The APC bounced over something on the tunnel floor and the vehicle’s other passenger, a corpsman, grinned. “No shit?” he asked. “A reporter for real?”
I nodded.
“Hell yeah. Check it.” I couldn’t remember his name but for some reason the corpsman decided to unlock his suit and slip his arm out—what remained of it. Much of the flesh had been replaced by scar tissue so that it looked as though he had been partially eaten by a shark. “Flechettes. You should do a story on that, got a holo unit?”
“Nah. Not allowed.” He gave me the same look as Chappy—What kind of a reporter are you?—and it annoyed me because I hadn’t been lit lately, was starting to feel a kind of withdrawal, rough. I pointed to his arm. “Flechettes did that? I thought they were like needles, porcupine stickers.”
“Nah. Pops doesn’t use regular flechettes. Coats ’em with dog shit sometimes, and it’s nasty. Hell, a guy can take a couple of flechette hits and walk away. But not when they’ve got ’em coated in Baba-Yaga’s magic grease. Pops almost cost me the whole thing.”
“Pops?”
“Popov. Victor Popovich. The Russians.”
He looked about nineteen, but he spoke like he was eighty. You couldn’t get used to that, seeing kids half your age, speaking to them, and realizing that in one year God and war had somehow crammed in decades. Always giving advice as if they knew. They did know. Anyone who survived at the line learned more about death than I had ever wanted to and as I sat there the corpsman got that look on his face. Let me give you some advice…
“Don’t get shot, rube,” he said, “and if you do, there’s only one option.”

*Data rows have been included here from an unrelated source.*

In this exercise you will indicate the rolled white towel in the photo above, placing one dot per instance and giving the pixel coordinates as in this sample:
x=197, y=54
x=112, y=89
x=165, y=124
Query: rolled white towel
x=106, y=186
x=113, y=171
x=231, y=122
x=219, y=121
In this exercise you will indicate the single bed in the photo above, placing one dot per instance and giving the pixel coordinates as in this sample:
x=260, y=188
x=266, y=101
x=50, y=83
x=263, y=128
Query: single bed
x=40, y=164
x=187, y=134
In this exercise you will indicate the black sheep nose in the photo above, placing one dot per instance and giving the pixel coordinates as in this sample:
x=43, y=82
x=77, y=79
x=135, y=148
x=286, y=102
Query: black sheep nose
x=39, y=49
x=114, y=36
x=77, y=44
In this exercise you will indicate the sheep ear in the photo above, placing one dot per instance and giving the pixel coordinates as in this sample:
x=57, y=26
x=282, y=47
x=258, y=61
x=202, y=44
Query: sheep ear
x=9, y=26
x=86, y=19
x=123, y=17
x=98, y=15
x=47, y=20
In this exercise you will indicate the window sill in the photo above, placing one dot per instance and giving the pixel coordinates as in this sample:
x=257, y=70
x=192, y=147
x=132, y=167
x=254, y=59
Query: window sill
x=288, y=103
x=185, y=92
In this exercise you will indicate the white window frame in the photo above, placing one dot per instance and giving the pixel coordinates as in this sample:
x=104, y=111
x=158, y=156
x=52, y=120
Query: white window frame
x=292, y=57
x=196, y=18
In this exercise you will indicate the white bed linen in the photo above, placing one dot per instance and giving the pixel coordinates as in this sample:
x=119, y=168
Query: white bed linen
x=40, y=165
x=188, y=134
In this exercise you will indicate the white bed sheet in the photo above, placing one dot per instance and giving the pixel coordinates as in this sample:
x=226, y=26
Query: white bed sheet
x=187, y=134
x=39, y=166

The whine of the APC’s turbines swelled as it angled downward and I had to shout. “Yeah? What?”
“Treat yourself.” He pointed his fi
ngers like a pistol and placed them against his temple. The corpsman grinned, as if it was the funniest thing he had ever heard.
Marines in green armor rested against the curved walls of the tunnel and everything seemed slippery. Slick. Their ceramic armor was slick, and the tunnel walls had been melted by a fusion borer so that they shone like the inside of an empty soda can, slick, slick, and double slick. My helmet hung from a strap against my hip and banged with every step so I felt as though it were a cowbell, calling everyone’s attention.
First thing you noticed on the line? Everyone had a beard except me. The Marines stared as though I were a movie star, something out of place, and even though I wore the armor of a Subterrener—one of Vulcan’s apostles—mine didn’t fit quite right, hadn’t been scuffed in the right places or buckled just so because they all knew the best way, the way a veteran would have suited up. I asked once, in Shymkent, “Hey Marine, how come you guys all wear beards?” He smiled and reached for his, his smile fading when he realized it had been shaved. The guy even looked around for it, like it had fallen off or something. “’Cause it keeps the chafing down,” he said. “Ever try sleeping and eating with a bucket strapped around your face, 24-7?” I hadn’t. Early in the war the Third had required their Marines to shave their heads and faces before going on leave—to keep lice from getting it on behind the lines—but here in the underworld the Marines’ hair was theirs, a cushion between them and the vision-hood that clung tightly but never quite fit right, leaving blisters on anyone bald.
Not having a beard made me unique.
A captain grabbed my arm. “Who the hell are you?”
“Wendell. Stars and Stripes, civilian DOD.”